Another example is the introduction. Wills starts off his book noting of the three most famous monuments in Washington, D. C., two of them depict the men representationally: The Lincoln Memorial and the Jefferson Memorial. Not so the third.

“Washington’s faceless Monument tapers off from us however we come at it – visible everywhere, and perfect; but impersonal, uncompelling,” Wills writes. “Yet we should remember that this Monument, unlike the other two, was launched by private efforts.”

This seems a fine starting point for examining Washington’s most recognized touchstone, yet Wills never returns to the structure after the opening two paragraphs. Mount Vernon, Washington’s Virginia home and another tourist destination (unlike the Monument, actually open as of this writing), is only ever mentioned in passing. Wills would rather explore Washington’s legacy via painters and sculptors who didn’t know him, who indeed were often dead before Washington’s birth.

A lack of focus comes into play when Wills lays out those three episodes in Washington’s life where the Cincinnatus parallel was validated. For example, his account of Washington’s announcement he would not run again for the Presidency dwells little on the decision itself, or how people of his day reacted to it. Instead Wills embarks on a long, multi-part discourse about the meaning of the word “opinion” as it was understood by Scottish, French, and Roman philosophers.

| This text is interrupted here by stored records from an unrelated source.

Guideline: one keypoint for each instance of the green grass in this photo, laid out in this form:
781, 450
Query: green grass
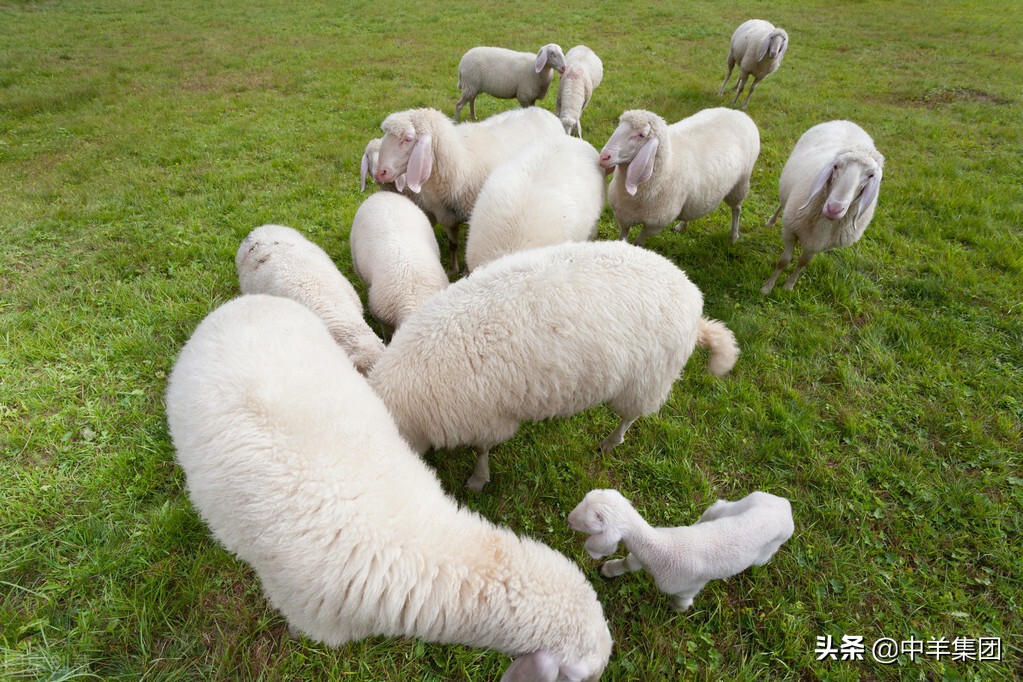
140, 142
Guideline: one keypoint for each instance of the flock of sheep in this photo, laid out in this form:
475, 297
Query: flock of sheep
300, 430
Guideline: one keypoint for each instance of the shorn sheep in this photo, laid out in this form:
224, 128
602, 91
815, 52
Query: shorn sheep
679, 172
550, 192
827, 193
728, 538
542, 333
278, 261
447, 164
298, 469
506, 75
757, 47
395, 253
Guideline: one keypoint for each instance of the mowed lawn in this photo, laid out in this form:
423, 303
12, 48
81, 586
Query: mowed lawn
141, 141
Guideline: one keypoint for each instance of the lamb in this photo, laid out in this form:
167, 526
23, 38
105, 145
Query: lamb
550, 192
757, 47
395, 253
682, 171
541, 333
298, 469
506, 75
833, 165
728, 538
447, 164
278, 261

He often quotes French philosophes sans translation, or delves into the hidden meanings behind some of the better-known 19th century paintings made of Washington. Not all of them: Emanuel Leutze’s depiction of the crossing of the Delaware is never mentioned. This is odd given how the universality of Washington is one of Wills’ key themes; Leutze was German and created his painting for fellow Germans.

Even Englishmen admired Washington, Wills notes. Lord Byron’s poem “Ode To Napoleon” declared Washington “the Cincinnatus of the West” and rhymed his name with: “To make men blush there was but one.”

To the extent Wills brings the Cincinnatus story into the spotlight, the book has a satisfying resonance about it, a sense of that specialness that Byron and others observed. But it feels thin, as if what he really wanted to write was an analysis of Washington portraiture but was persuaded by the publisher to write something more accessible and marketable. By focusing on symbols instead, he allows Washington, so famously ungraspable in life as well as after, another chance to slip away.